Tondano, Fajarmanado.com — Kapolres Minahasa AKBP Christ Pusung menyatakan akan memeriksa buku laporan pertanggung jawaban (LPj) Dana Desa (Dandes) dan Alokasi Dana Desa (ADD) dari 227 desa yang tersebar di Kabupaten Minahasa. Tidak ada alasan dari oknum siapa saja, termasuk para hukum tua (kumtua) selaku kuasa pengguna anggaran untuk tidak menyerahkan LPj.
“Ini adalah kewajiban yang harus kami laksanakan, apalagi telah ada MoU antara kepolisian RI, Kementerian Desa dan Kementerian Dalam Negeri,” katanya menjawab Fajarmanado.com di Tondano, Kamis (27/10/2017).
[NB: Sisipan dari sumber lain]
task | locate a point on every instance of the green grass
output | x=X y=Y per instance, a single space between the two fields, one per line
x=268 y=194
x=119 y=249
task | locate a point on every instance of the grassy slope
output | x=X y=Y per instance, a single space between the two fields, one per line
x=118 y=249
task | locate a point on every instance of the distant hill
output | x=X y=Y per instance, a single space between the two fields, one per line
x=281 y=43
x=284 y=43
“Polisi menjadi pendamping dan pengawas terkait pemanfaatan Dandes. Kapolsek dan Bhabinkamtibmas akan masuk dalam tim satgas terkait Dandes ini. Karena semua desa akan kita periksa lembar pertanggungjawaban penggunaan Dandes,” sambung Pusung.
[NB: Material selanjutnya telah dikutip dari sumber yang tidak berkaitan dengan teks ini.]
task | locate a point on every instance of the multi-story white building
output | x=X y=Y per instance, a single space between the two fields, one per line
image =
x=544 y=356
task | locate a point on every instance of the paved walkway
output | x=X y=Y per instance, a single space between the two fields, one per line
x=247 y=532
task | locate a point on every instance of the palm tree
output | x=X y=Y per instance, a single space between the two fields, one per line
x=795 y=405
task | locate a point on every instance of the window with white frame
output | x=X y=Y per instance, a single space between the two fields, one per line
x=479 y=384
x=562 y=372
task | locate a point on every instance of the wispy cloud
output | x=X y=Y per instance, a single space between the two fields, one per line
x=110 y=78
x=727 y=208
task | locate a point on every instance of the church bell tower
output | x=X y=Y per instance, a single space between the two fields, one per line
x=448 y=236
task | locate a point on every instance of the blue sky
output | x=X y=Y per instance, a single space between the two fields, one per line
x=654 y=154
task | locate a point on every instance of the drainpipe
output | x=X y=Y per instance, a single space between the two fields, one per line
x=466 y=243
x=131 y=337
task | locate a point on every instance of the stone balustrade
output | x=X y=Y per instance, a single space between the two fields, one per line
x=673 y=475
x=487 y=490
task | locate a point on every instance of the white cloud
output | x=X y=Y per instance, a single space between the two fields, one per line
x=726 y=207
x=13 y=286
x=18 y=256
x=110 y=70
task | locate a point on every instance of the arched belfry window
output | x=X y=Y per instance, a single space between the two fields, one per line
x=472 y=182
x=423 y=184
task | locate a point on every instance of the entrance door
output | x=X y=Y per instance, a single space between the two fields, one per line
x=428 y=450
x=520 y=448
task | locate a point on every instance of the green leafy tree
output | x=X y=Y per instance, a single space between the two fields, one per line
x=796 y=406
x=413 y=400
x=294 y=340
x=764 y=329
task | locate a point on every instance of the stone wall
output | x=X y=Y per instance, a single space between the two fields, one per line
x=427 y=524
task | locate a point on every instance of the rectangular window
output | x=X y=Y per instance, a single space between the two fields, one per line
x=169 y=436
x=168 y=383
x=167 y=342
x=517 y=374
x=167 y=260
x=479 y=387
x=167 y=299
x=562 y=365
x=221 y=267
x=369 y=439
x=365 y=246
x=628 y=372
Kapolres mengatakan, terkait penindakan, pihaknya memiliki pertimbangan khusus apabila ditemukan ada indikasi yang mencurigakan dalam LPj Dandes. Apakah Kumtua yang tidak terlalu paham sehingga terjadi kesalahan, atau sudah tahu dan dengan sengaja melakukan penyimpangan.
“Kalu tidak tahu kemudian ada kesalahan, akan kita bantu membimbing supaya kesalahan tersebut bisa diperbaiki. Kan kita juga menjalankan fungsi pendampingan. Tapi kalau sudah tahu tapi ditemui ada faktor kesengajaan sehingga terjadi penyimpangan, akan langsung kita giring ke proses hukum,” jelasnya.
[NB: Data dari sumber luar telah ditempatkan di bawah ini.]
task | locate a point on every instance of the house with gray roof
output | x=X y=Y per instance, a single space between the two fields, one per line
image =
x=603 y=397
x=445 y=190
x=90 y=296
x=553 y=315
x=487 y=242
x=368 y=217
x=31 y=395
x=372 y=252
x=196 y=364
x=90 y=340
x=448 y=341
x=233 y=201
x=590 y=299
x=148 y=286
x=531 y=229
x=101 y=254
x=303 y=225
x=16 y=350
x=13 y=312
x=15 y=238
Selain itu dikatakanya, yang sangat fatal apabila ditemukan proyek fiktif ataupun pekerjaan yang tidak sesuai spek. “Yang deperti itu adalah pelanggaran hukum yang telak. Akanblangsung kita pidana,” tegas Pusung.
Karena itu dirinya berharap supaya para Kumtua yang merupakan kuasa pengguna anggaran di desa supaya mengelola Dandes sebaik-baiknya dan jangan tergoda untuk melakukan penyimpangan. Karena masalah Dandes ini mendapat perhatian khusus dari tingkat pusat.
“Ada triliunan rupiah dana dari APBN yang dialokasikan untuk Dandes untuk semua desa diseluruh Indonesia. Karena itu, gunakanlah dengan baik untuk membangun desa. Sebab, kami tidak main-main terkait pengamanan dana ini,” pungkasnya.